Re: SD_SHARE_CPUPOWER breaks scheduler fairness

From: Con Kolivas
Date: Wed Jun 01 2005 - 09:49:45 EST


On Thu, 2 Jun 2005 00:29, Steve Rotolo wrote:
> On Tue, 2005-05-31 at 22:49, Con Kolivas wrote:
> > Sort of yes and yes. The idea that the sibling gets put to sleep if a
> > real time task is running is a workaround for the fact that you do share
> > cpu power (as you've correctly understood) and a real time task will slow
> > down if a SCHED_NORMAL task is running on its sibling which it should
> > not. The limitation is that, yes, for all intents you only have N
> > hyperthreaded cpus for spinning N rt tasks before nothing else runs, but
> > you can actually run N*2 rt tasks in this setting which you would not be
> > able to if hyperthreading was disabled.
> >
> > For some time I've been thinking about changing the balance between the
> > siblings slightly to allow SCHED_NORMAL tasks to run a small proportion
> > of time when rt tasks are running on the sibling. The tricky part is that
> > SCHED_FIFO tasks have no timeslice so we can't proportion cpu out
> > according to the difference in size of the timeslices, which is currently
> > how we proportion out cpu across siblings with SCHED_NORMAL, and this
> > maintains cpu distribution very similarly to how 'nice' does on the same
> > cpu.
>
> Thanks for responding, Con. But I want to make sure that an important
> point doesn't escape your attention. It appears that tasks get trapped
> on the stalled sibling, even when they could run on some other cpu. The
> load-balancer does not understand that the sibling is temporarily out of
> service so it actually balances tasks to it. And since it's idle, it
> may attract tasks to it more than other cpus (thanks to SD_WAKE_IDLE).
> I think this is a serious bug.

I didn't miss the point, but I guess I should have made that clear too.
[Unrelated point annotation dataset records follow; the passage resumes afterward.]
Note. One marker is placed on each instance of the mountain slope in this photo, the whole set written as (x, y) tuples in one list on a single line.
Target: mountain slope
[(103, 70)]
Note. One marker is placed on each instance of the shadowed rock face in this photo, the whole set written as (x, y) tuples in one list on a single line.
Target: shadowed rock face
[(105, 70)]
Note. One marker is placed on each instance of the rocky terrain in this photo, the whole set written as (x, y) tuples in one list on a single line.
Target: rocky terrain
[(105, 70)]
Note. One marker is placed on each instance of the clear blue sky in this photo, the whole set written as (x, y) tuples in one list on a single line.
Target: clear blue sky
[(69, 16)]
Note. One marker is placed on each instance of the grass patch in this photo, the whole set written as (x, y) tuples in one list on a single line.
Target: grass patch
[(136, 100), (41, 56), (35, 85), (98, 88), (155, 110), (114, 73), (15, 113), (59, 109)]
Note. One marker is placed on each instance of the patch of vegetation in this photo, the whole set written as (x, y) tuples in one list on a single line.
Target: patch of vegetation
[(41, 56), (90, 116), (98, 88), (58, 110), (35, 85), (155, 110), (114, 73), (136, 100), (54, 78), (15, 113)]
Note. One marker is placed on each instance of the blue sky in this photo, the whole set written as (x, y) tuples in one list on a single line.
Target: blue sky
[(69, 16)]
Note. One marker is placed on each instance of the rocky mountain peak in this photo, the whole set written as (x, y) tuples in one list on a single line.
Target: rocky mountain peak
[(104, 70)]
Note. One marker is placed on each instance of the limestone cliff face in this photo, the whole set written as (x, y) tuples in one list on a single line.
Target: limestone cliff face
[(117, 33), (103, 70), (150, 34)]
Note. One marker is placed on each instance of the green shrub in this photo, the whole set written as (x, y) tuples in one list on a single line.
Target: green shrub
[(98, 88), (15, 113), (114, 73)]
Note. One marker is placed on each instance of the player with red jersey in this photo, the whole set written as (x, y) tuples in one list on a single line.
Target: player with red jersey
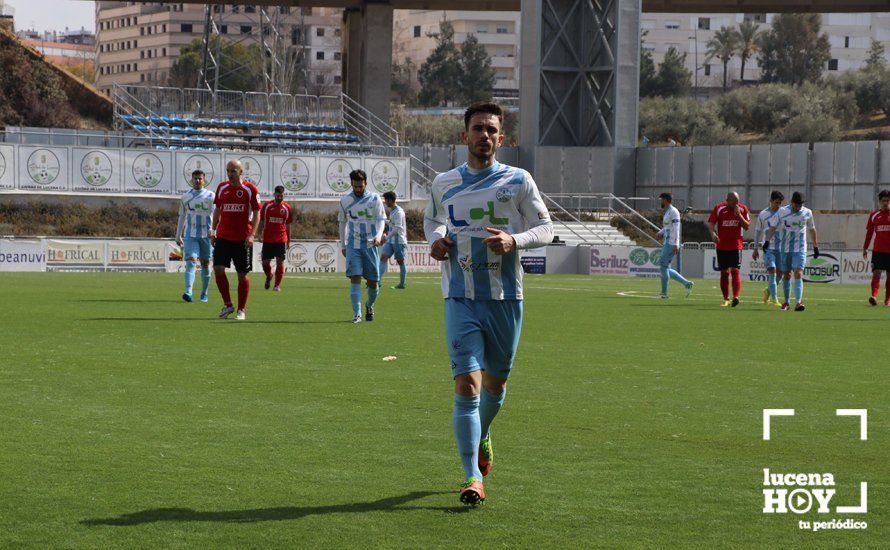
[(879, 227), (237, 206), (728, 221), (275, 219)]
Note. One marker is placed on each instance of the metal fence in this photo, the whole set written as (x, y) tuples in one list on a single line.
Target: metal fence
[(841, 176)]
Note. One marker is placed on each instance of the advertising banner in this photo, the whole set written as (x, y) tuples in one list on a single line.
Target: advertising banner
[(7, 167), (75, 255), (43, 168), (333, 176), (148, 172), (96, 170), (187, 162), (22, 255), (136, 255), (298, 175)]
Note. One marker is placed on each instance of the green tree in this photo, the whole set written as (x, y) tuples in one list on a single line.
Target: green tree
[(240, 65), (723, 46), (476, 77), (674, 79), (439, 75), (648, 78), (794, 50), (747, 35), (876, 59)]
The number of tasks seen running on that sibling is still the same even if the
queue is forced to be idle (witness by top thinking the load is 1 on that
sibling even if it also shows quite a lot of idle time). It should therefore
not attract any more tasks to itself.

The task that is there will be trapped based on the fact that there is only
one task _only_ if the other sibling is indefinitely running real time tasks,
and _if_ there are other physical cpus we can use we should try to schedule
the trapped task away. If we have N physical cpus (and N*2 logical), and we
are running N real time threads I don't think we should expect to run
SCHED_NORMAL tasks as well. If we have <N real time tasks (where N > 1) then
we should still be able to run SCHED_NORMAL tasks, I agree. I'm a little
reluctant to tackle this at this stage with the number of SMP balancing
things already queued for -mm, but making a sibling appear more heavily laden
when "pegged" (nr_running + 1) should suffice.

Cheers,
Con

Attachment: pgp00000.pgp
Description: PGP signature